The feeling of being had by a car dealer ad can be maddening. An 83-year old man is facing assault charges after being caught on video allegedly attacking employees at a Sarasota, Florida dealership over a promotion prize dispute. As I always tell you on the air, if it sounds too good to be true, it probably is. Oh, and read the fine print before wasting your time.
Linsey Owens thought he was going to get a prize that was highlighted in a mailed advertisement, according to a Sarasota Police Department press release you can read here. He is accused of becoming enraged and wielding a golf club after sales staff informed him that he would have to buy a vehicle to receive the prize.
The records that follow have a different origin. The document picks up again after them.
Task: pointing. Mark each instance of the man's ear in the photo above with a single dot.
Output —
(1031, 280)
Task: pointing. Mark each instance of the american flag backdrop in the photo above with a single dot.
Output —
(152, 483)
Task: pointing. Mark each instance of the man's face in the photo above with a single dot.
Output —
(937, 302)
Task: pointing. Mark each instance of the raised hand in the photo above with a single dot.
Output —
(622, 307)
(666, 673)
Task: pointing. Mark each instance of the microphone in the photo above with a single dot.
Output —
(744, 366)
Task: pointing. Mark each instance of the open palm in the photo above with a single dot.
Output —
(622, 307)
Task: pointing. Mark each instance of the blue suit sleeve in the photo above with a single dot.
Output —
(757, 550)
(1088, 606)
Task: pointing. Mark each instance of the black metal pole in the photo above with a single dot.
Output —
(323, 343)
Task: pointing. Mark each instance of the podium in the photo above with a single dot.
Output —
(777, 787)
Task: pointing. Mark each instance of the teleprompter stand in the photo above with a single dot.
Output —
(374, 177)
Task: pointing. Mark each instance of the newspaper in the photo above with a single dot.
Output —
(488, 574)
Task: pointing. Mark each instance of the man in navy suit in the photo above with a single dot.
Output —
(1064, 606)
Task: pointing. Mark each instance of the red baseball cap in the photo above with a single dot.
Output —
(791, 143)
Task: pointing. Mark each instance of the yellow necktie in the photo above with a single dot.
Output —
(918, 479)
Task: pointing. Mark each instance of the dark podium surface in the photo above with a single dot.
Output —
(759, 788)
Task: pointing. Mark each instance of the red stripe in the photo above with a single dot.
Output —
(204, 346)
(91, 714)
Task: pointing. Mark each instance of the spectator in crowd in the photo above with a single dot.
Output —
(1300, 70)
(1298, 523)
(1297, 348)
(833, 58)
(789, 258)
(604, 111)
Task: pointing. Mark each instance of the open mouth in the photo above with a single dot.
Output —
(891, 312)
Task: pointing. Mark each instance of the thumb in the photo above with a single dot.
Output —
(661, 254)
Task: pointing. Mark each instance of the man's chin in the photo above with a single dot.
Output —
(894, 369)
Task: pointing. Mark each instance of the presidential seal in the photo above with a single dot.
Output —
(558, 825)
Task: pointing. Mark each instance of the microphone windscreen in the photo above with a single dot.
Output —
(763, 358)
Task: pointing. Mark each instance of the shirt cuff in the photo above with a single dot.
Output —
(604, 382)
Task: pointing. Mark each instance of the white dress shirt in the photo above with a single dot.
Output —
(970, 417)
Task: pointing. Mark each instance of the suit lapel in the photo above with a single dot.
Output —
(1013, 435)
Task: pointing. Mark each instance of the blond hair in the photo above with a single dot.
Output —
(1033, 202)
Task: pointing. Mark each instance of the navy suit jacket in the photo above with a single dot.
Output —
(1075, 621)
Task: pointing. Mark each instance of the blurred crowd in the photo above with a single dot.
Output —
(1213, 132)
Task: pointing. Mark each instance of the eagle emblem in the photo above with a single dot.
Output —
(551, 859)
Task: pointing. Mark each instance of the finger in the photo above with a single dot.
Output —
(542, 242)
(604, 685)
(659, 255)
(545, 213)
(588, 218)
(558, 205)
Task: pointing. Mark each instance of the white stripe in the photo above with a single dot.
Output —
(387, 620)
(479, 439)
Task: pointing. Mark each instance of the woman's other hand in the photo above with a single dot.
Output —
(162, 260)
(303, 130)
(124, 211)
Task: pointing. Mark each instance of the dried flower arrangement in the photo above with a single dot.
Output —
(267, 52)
The salesperson who delivered the bad news allegedly suffered minor injuries from being hit on the face and arms with the golf club. He even managed to get video of the attack and showed it to police. Officers later arrested Owens at his home and charged with several counts of aggravated battery.
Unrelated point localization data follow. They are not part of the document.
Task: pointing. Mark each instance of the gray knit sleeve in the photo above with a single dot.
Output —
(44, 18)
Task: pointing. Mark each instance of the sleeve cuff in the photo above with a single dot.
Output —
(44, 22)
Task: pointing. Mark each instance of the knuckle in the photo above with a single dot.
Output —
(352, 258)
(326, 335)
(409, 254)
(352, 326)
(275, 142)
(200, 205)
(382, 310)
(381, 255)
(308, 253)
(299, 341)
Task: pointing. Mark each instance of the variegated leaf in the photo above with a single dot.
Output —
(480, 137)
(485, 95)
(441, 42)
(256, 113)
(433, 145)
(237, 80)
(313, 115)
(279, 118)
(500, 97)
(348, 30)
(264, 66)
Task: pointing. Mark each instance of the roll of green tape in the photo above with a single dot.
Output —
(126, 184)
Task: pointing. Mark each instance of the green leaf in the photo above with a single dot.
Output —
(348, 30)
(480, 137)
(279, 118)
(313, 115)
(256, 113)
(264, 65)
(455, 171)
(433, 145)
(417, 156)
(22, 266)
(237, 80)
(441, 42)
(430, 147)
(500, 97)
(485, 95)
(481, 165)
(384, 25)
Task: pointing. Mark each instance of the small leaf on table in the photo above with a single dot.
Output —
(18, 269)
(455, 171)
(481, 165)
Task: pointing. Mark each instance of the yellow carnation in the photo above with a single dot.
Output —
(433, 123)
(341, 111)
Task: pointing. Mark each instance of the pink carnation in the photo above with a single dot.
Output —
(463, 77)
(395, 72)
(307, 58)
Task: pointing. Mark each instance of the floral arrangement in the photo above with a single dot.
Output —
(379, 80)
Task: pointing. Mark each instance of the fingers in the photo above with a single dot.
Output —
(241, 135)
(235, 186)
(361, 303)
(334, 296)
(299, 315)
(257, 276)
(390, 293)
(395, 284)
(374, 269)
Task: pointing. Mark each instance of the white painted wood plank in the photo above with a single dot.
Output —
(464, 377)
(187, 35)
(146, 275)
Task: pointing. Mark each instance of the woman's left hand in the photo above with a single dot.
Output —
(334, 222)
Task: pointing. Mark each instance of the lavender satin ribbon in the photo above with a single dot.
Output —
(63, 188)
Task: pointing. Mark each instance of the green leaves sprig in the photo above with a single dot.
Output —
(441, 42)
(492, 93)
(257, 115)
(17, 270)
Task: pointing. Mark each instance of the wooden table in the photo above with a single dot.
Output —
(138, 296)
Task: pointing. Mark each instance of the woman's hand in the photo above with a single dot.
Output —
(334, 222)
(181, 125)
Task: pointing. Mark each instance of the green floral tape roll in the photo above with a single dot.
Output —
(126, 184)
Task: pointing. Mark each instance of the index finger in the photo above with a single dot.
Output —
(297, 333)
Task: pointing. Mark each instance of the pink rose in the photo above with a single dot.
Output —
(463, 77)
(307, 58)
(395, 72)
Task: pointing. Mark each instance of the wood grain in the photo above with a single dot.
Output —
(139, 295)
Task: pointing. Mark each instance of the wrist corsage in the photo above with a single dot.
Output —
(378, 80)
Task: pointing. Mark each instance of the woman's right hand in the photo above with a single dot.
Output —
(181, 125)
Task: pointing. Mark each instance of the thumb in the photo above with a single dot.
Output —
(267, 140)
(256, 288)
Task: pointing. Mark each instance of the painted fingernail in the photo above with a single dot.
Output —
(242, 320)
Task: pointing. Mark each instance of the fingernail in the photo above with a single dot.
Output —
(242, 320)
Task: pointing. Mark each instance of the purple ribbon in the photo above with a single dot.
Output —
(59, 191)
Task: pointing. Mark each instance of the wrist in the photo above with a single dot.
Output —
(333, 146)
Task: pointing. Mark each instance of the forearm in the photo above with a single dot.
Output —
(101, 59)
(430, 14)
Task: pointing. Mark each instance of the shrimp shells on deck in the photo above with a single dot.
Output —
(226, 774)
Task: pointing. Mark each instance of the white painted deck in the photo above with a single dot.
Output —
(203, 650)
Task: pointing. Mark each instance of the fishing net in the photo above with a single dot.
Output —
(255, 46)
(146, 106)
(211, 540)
This is the video of an 83 yo man attaching a car salesman in Sarasota last night pic.twitter.com/eMXbrjbMOd
— John Rogers (@WFLAJohn) December 29, 2016
Many dealers have been criticized for using misleading advertisements and promotions to bring potential customers in the door, in some cases prompting enforcement action from the Federal Trade Commission. There is no indication that the advertising campaign that prompted the Florida incident ran afoul of the law, however. Florida laws on advertising are some of the most lenient in the country, but dealers must adhere to both local and Federal guidelines, or they can face stiff fines.
“Details about special offers and promotions may be buried in the fine print, clicks away from online claims, may not be disclosed at all, or may not be disclosed until you get to the showroom or the finance office,” the FTC warns in a general cautionary note for buyers. “The law requires that if a dealer advertises discounts, prices, or special low payments, the ads must clearly explain the important details of the offers and how a buyer may qualify for them.”
The FTC has levied some heavy fines against car dealers the past few years for hiding pertinent information is small print.